FORÊT NATIONALE PROTEGEE DE LA TRAMPA

 

Constituée par le décret du 18.02.08

 

 

 

La forêt vierge qui couvre un dixième de la superficie du San Pedro, le long de sa frontière sud-est, a été découverte par Joaquin Corteix en 1689. Pris au piège avec ses hommes dans la touffeur impénétrable et menacé par les attaques répétées des indiens Taumahuac qui maîtrisent le poison-tigre, il baptise aussitôt la région « La Trampa », le « piège » en hispagnol.

 

Dès le début du XVIIIème siècle pourtant, les orpailleurs et braconniers partent à l’assaut de la jungle et l’apprivoisent petit à petit. L’indépendance et les troubles qui lui succèdent mettent cependant un terme à l’aventure, les filons d’or les plus rentables étant aussi les moins accessibles.

 

Les scientifiques retournent à la Trampa à la fin des années 1920, espérant trouver de nouvelles plantes médicinales et découvrir de nouvelles tribus. Le savant pedreno d’origine krasslandaise Elmer von Fudel-Castillo met la main en 1954 sur la feuille de carioca, qui donnera la cariocaïne, une drogue aussi dure que l’acier qui fera la fortune des trafiquants de l’Archipel dans les années 1970. L’influence des cartels de la Trampa sur la longévité de la Guerra Civil n’est plus contestée par aucun historien digne de ce nom aujourd’hui.

 

L’autre curiosité indéniable de la Trampa est le fleuve qui la traverse, le Rio Naranja, emblème du San Pedro à bien des égards et non des moindres. Le Rio Naranja prend sa source au nord de la Trampa, dans un massif boisé plus connu sous le sobriquet de « Valle de los Gran Naranjeros ». Là, des millions d’orangers endémiques, les Orangers Pedrenos (Citrus aurantium pedrosinensis) produisent tout au long de l’année des milliards d’oranges de taille considérable (26 cm de diamètre en moyenne) qui finissent écrasées et dont le jus infiltre le sol calcaire et les nappes phréatiques.

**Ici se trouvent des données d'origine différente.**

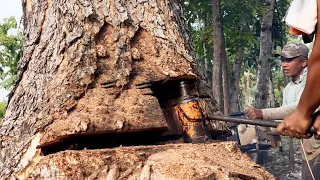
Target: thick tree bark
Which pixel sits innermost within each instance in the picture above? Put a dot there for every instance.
(89, 67)
(235, 80)
(219, 77)
(263, 72)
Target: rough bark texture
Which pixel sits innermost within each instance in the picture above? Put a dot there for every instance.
(88, 68)
(217, 54)
(235, 80)
(263, 73)
(180, 161)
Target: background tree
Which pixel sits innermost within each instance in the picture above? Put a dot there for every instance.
(10, 51)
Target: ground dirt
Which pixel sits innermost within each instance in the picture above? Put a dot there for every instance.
(173, 161)
(277, 162)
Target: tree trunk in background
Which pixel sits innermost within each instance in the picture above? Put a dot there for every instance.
(235, 80)
(89, 68)
(219, 59)
(263, 72)
(225, 78)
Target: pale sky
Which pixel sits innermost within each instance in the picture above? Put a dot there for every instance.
(9, 8)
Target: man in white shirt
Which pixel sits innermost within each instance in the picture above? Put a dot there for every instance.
(294, 58)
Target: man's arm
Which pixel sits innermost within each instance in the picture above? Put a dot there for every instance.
(297, 123)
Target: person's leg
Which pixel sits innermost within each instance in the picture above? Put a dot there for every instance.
(315, 167)
(305, 171)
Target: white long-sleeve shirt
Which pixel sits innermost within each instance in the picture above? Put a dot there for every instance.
(291, 96)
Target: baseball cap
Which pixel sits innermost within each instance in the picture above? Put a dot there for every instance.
(292, 50)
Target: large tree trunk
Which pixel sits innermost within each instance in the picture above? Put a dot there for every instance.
(219, 77)
(263, 72)
(235, 80)
(94, 72)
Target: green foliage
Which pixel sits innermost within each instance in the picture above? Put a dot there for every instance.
(241, 26)
(10, 51)
(3, 106)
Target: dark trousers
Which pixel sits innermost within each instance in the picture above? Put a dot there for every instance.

Mélangé à l’eau des précipitations, ce jus donne sa couleur orange vif au Rio Naranja, qui poursuit sa course en direction de la baie de Miramar. Depuis 1843, le jus d’orange naturel du Rio Naranja est mis en bouteille et consommé partout dans le Micromonde.

 

 

Le Rio Naranja se mélange ensuite à ses affluents et perd petit à petit sa coloration spécifique. Le jus d’orange le plus pur est obtenu près de la source.

 

La forêt n’a pas fini de livrer tous ses secrets. Hélas, elle est l’objet de la cupidité des chercheurs d’or et des cartels qui cultivent la feuille de carioca toujours plus loin vers l’est.

 

En février 2008, le gouvernement constituant du San Pedro décide de protéger officiellement la forêt en créant le territoire de la « Forêt Nationale Protégée de la Trampa » administré depuis Las Santas et Dolorosa. Le directeur de la FNPLT a pour mission de veiller au respect du plan d’occupation des sols et délivre les autorisations de séjour aux expéditions scientifiques qui ont pour terrain d’étude la forêt vierge. Les tribus Taumahuac autochtones semi-nomades sont aussi protégées par le décret qui leur assure des territoires inviolables au cœur de la Trampa. Côté culturel, les temples pré-pédroltèques de la ville sainte de Tiscotlec sont inscrits au patrimoine architectural du San Pedro.